Flox lets you build software with ease, allowing you to create development environments with great control over dependencies that can easily be moved over to different systems and architectures.

With a recent press release, the team behind Flox has announced two new products, a new Flox Command Line Interface (CLI) and FloxHub.

Let's see what they have to offer.

Flox CLI & FloxHub: What to Expect?

a screenshot showing flox in action
Source: Flox

Launched as part of Flox 1.0, the Flox CLI is a new open-source command line interface that lets developers fine-tune their development environments across desktops or servers.

It has been released under the GNU General Public License v2.0 that allows anyone to copy, distribute, and modify a piece of software.

Then there's FloxHub which is a free cloud-based service that lets developers easily share their setups with others by running a command, paving the way for greater collaboration.

With these two solutions, defining the Flox platform, it aims to make it possible for developers to utilize the benefits of Nix in a user-friendly way and fit for an enterprise setting.

Even though FloxHub is being offered for free, it is not open-source.

During the launch, co-founder, and CEO of Flox, Ron Efroni added that:

The new Flox CLI and FloxHub are the result of hundreds of deep conversations with everyday developers who provided insights about what they need to simplify their development environments and reduce wasted developer cycles.
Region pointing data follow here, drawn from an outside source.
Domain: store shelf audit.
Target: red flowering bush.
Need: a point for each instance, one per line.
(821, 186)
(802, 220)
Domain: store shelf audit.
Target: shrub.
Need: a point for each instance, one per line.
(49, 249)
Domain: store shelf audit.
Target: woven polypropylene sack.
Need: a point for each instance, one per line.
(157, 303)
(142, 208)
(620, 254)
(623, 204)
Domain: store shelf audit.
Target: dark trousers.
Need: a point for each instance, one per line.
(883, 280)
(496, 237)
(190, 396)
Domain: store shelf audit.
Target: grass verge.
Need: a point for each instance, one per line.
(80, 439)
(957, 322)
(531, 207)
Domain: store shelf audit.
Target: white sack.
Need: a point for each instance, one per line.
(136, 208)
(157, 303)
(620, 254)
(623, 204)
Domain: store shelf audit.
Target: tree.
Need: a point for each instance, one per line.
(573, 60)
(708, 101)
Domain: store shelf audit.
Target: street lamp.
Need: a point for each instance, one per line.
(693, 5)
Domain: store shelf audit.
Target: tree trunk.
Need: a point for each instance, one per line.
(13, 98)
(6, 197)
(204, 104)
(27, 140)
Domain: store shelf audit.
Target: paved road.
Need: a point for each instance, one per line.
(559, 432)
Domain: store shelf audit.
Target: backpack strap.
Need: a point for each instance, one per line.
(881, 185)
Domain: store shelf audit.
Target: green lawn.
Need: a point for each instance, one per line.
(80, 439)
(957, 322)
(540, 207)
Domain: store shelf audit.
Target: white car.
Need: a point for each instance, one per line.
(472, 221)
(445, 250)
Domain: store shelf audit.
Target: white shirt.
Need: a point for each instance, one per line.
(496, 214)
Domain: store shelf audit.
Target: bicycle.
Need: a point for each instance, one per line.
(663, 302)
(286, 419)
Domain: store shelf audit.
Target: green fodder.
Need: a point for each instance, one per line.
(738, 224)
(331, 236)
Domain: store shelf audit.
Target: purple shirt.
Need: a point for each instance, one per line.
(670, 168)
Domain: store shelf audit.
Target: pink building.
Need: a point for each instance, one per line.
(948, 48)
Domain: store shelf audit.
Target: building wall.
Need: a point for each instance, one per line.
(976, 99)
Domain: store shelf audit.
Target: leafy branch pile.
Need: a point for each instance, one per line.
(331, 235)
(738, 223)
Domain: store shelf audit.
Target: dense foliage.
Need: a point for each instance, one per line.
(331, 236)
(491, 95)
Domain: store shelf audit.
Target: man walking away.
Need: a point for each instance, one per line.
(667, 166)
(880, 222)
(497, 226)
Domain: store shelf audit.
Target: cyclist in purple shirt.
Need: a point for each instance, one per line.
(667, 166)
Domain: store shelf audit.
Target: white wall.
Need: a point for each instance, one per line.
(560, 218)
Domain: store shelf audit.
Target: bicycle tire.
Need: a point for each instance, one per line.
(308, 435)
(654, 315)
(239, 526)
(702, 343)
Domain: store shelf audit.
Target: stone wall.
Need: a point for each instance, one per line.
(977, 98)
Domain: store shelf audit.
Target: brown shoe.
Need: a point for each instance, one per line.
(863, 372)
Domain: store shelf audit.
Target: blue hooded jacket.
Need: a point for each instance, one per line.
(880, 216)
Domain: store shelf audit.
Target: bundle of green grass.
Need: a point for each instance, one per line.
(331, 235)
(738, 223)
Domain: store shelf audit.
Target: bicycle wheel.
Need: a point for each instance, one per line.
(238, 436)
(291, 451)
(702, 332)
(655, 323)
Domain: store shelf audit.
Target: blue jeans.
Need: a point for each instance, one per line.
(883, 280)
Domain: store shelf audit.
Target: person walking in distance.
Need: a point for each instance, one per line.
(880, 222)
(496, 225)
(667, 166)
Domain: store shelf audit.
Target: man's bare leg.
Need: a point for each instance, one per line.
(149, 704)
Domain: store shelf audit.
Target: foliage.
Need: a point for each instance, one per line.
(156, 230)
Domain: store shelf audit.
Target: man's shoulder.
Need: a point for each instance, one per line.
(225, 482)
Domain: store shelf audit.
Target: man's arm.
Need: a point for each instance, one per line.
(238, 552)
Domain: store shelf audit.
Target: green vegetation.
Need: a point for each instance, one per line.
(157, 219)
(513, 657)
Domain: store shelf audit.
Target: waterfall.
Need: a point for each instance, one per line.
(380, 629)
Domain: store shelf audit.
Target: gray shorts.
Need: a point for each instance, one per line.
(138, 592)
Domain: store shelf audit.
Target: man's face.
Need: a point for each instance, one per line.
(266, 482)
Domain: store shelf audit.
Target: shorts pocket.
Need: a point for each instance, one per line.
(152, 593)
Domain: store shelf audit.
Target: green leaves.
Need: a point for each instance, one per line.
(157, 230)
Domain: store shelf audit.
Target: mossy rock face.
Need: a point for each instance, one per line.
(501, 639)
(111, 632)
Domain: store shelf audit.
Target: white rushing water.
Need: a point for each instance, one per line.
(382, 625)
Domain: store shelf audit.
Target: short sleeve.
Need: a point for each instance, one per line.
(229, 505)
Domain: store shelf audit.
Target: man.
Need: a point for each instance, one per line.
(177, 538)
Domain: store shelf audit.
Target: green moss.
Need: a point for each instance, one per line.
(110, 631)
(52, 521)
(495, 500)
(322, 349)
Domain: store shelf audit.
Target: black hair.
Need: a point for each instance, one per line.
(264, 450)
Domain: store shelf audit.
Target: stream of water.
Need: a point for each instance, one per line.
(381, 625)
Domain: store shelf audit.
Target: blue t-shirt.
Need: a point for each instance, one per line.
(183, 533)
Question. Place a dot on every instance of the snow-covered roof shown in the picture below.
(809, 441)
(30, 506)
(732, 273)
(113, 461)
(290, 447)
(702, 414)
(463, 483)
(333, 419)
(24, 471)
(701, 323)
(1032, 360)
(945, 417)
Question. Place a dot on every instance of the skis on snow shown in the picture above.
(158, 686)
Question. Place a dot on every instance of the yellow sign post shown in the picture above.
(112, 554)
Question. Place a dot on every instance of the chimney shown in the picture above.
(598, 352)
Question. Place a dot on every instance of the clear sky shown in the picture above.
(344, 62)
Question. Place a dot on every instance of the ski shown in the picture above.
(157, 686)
It is good to see that they took in feedback from developers, many companies sometimes fail to do that. Ron also mentioned that they are taking this responsibility very seriously and that they believe Flox will “help organizations begin a transformation that will save their developers time and build trust in the software they deliver”.

For learning more about Flox, you can go through the official blog.

Want to check those out?

You can get started with Flox CLI by heading over to the official website, and for FloxHub, you can visit its website, where you will have to log in using GitHub to access it.

The CLI is offered for both Linux and macOS, with .deb and .rpm packages being made available for the x86 and ARM CPU architectures on Linux.

If you need help setting it up, you can refer to the official documentation. On the other hand, if you are interested in the source code, then you can visit Flox's GitHub repo.